Торопливо спускаясь с холма, Хорт пошевелил в себе ненависть к князю и обнаружил, что ничего такого не чувствует. Выходило, что порубщиков, калечивших лес, он ненавидит куда больше. Позор! А все дурочка с этими ее «не трогай, не обижай, пожалей». Ворча себе под нос, он спешил к костру, но по дороге все же завернул к ловушкам. На этот раз повезло. Добыл двух охочих до рябины рябчиков. Невелика птица, а все же лучше, чем ничего. Все ловушки снял. Охотиться здесь он больше не собирался, так чтоб птицы понапрасну не мучились. Закончив с делами, рванул к костру. Добежал быстро и еще издали услышал:
– Ах ты, милый, рыбки захотел? Иди сюда, будет тебе рыбка. Мяконький ты мой, мохнатенький!
С кем это она? Котенка, что ли, в лесу нашла? Обр вышел на поляну, но, увидев бурого «мохнатенького» ростом с хорошую собаку, выпустил из рук добычу и, очертя голову, ринулся вперед. Даже закричать не смог. Воздух колом стал в горле. Молча вцепился в Нюську, поволок к осине над обрывом. Успел вовремя. Ну, почти успел. Разъяренная медведица, которой очень не понравилось, что кто-то обнимается с ее драгоценным сыночком, всего лишь мазнула его когтями по голени. Выше, даже стоя на задних лапах, ей было не дотянуться. Хорт поджал ноту, зашипел на девчонку, чтоб лезла вперед. Нож бы вытащить. Хотя пользы от него, когда косматая мамаша полезет-таки на дерево, будет немного.
Могучая лапа проехалась по коре, оставляя глубокие белые борозды.
От кострища послышался возмущенный скулеж. На поляну выкатился второй медвежонок, а за ним – его старший братец, полувзрослый пестун[32]. Все трое принялись копаться в разложенных для просушки Нюськиных запасах, с увлечением отнимая друг у друга сушеную рыбку. Медведица отвлеклась от уничтожения врагов, мягко плюхнулась на все четыре лапы и, покачиваясь, потрусила воспитывать молодое поколение. Раздав две-три затрещины, снова вспомнила о врагах и вернулась под осину. Рявкнула, задрав морду вверх.
– Выше лезь! – приказал Обр, подтолкнул Нюську. Ветхая юбка поехала по шву, и он едва не ткнулся носом в нежную складочку под исцарапанной, угловатой коленкой. На миг даже про медведей забыл. Только чувствовал, как горят уши, и думал: «А если потрогать?» – и не удержался, провел по прорехе тыльной стороной ладони, вроде бы случайно.

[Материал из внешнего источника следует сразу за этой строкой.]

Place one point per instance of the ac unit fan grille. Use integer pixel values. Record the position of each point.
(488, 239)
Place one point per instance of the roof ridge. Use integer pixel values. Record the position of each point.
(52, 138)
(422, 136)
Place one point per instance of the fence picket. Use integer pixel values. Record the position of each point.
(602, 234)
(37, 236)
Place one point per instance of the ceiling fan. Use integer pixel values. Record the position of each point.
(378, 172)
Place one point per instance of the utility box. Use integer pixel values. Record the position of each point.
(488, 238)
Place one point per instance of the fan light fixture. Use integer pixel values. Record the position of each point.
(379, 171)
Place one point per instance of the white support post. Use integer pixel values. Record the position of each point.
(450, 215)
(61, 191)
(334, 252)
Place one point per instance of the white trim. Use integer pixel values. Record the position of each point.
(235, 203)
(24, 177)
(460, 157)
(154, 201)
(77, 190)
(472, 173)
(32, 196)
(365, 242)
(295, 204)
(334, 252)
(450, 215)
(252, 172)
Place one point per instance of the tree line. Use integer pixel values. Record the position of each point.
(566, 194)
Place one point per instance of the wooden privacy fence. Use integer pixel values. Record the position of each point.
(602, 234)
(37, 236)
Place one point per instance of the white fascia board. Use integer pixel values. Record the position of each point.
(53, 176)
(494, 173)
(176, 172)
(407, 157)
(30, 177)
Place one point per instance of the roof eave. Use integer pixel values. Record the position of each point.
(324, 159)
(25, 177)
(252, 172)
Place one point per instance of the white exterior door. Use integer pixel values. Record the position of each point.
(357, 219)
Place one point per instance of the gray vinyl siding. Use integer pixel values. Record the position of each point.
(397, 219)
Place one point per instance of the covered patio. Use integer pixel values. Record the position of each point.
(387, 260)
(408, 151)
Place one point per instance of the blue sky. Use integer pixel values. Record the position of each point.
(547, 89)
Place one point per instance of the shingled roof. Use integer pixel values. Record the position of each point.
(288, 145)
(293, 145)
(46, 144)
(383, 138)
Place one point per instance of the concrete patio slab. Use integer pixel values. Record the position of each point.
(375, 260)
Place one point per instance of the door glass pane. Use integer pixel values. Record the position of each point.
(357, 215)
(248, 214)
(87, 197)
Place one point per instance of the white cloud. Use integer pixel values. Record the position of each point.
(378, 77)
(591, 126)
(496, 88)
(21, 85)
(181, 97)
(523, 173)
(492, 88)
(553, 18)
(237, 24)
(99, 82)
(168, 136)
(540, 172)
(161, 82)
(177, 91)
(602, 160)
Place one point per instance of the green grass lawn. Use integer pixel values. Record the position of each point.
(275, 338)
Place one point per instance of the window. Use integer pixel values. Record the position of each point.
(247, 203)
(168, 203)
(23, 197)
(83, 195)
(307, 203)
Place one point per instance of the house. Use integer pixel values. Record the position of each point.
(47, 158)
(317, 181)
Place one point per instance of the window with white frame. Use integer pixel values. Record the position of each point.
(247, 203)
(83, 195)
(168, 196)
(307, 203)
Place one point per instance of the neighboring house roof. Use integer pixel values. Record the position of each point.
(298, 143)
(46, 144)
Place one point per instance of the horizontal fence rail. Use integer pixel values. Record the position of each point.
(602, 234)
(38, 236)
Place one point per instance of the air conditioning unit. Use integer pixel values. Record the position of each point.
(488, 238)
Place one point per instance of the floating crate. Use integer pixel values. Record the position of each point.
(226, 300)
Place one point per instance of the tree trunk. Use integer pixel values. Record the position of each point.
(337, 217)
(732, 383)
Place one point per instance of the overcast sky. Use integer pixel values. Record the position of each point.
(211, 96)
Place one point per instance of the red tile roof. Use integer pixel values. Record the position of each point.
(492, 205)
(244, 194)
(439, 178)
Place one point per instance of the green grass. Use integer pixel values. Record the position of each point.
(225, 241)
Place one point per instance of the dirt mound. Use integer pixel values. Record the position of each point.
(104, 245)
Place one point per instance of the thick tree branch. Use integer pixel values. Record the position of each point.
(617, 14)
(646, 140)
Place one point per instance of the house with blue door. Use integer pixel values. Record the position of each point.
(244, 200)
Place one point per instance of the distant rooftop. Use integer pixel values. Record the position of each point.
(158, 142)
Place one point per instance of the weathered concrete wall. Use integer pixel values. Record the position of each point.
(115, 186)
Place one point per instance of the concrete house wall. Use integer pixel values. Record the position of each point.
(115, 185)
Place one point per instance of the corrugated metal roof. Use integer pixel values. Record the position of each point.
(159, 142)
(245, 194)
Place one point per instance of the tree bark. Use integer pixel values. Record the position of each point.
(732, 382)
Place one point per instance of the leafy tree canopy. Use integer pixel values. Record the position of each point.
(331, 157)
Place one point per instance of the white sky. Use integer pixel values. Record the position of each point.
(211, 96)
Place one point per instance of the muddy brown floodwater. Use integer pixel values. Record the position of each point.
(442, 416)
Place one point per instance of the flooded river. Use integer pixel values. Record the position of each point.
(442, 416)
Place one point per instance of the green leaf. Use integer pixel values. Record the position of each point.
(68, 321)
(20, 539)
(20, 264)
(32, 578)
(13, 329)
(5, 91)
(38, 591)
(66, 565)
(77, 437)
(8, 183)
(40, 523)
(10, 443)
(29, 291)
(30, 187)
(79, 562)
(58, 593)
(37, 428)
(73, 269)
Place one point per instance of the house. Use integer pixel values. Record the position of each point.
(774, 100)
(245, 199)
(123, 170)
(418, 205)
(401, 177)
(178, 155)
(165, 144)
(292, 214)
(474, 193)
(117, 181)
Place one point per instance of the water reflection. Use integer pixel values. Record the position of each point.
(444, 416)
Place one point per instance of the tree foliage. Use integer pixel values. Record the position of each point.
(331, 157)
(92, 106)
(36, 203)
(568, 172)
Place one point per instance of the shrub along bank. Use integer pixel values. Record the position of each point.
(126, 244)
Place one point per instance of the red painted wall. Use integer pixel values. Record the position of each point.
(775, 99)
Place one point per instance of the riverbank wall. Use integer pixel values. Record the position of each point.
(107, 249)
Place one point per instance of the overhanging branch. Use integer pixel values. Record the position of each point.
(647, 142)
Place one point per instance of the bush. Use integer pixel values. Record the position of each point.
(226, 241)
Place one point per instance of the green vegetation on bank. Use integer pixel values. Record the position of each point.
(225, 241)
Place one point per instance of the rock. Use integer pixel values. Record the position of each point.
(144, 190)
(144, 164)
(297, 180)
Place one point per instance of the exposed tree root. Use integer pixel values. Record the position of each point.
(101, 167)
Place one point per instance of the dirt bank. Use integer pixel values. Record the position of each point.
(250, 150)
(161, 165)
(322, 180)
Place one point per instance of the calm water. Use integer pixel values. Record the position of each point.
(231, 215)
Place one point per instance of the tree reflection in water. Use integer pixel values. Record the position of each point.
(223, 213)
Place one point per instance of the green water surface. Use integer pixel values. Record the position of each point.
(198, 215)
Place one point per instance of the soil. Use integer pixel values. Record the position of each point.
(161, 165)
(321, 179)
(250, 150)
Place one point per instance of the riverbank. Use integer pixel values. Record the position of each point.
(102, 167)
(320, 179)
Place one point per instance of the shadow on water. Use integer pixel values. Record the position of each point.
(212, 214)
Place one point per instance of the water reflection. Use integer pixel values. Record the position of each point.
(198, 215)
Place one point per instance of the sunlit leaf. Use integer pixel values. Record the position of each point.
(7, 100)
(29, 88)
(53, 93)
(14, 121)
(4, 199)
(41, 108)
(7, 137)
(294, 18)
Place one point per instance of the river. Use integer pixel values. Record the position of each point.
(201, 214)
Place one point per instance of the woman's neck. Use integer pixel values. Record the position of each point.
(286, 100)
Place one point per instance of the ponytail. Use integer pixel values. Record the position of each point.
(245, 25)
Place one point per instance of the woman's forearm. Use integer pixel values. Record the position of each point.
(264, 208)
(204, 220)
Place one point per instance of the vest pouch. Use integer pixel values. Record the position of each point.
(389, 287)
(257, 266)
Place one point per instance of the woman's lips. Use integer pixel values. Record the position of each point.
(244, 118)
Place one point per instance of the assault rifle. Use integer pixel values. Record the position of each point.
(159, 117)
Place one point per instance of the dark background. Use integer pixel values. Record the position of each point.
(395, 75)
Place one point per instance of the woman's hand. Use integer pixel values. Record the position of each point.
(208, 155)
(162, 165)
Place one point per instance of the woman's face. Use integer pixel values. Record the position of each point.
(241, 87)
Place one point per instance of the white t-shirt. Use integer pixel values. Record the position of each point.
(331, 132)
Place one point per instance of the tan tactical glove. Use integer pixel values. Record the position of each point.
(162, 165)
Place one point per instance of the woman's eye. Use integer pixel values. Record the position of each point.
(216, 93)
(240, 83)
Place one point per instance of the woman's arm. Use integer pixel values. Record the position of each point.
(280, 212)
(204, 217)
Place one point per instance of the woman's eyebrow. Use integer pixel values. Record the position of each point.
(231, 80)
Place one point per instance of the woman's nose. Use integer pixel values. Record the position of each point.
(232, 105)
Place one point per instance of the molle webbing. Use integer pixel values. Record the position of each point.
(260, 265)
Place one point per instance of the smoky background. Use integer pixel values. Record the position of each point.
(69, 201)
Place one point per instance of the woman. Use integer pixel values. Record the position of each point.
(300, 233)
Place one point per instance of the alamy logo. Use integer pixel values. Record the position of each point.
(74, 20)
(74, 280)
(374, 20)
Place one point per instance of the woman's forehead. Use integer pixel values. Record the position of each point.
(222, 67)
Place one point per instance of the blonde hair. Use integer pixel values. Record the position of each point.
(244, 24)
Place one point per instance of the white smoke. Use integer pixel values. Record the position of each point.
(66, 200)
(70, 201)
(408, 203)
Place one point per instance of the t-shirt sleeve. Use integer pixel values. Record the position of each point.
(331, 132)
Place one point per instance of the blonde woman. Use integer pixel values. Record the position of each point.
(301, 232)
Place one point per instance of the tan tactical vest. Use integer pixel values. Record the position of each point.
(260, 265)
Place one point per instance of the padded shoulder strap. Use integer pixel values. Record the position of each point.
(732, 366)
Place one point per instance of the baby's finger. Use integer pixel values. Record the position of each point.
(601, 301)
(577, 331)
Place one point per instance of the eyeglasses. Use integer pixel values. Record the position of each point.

К счастью, девчонка была занята тем, что боялась медведя и свалиться с осины, так что ничего не заметила.
– Прогони ее, – попросила она.
– Как? – хмыкнул Хорт. Медведица слонялась между осиной и кострищем и, похоже, была готова заниматься этим до вечера.
– Ну скажи, чтоб ушла.
– Дура! Она по-человечески не понимает.
– А ты не по-человечески. Ты же умеешь. Я подсмотрела, как ты с волками разговаривал.
– Так то с волками. Волки умные. Хотя они тоже не словами говорят. Всего-то и было: волчица сказала, что это их место. Ну, я согласился, старшинство ее признал, и мы ушли.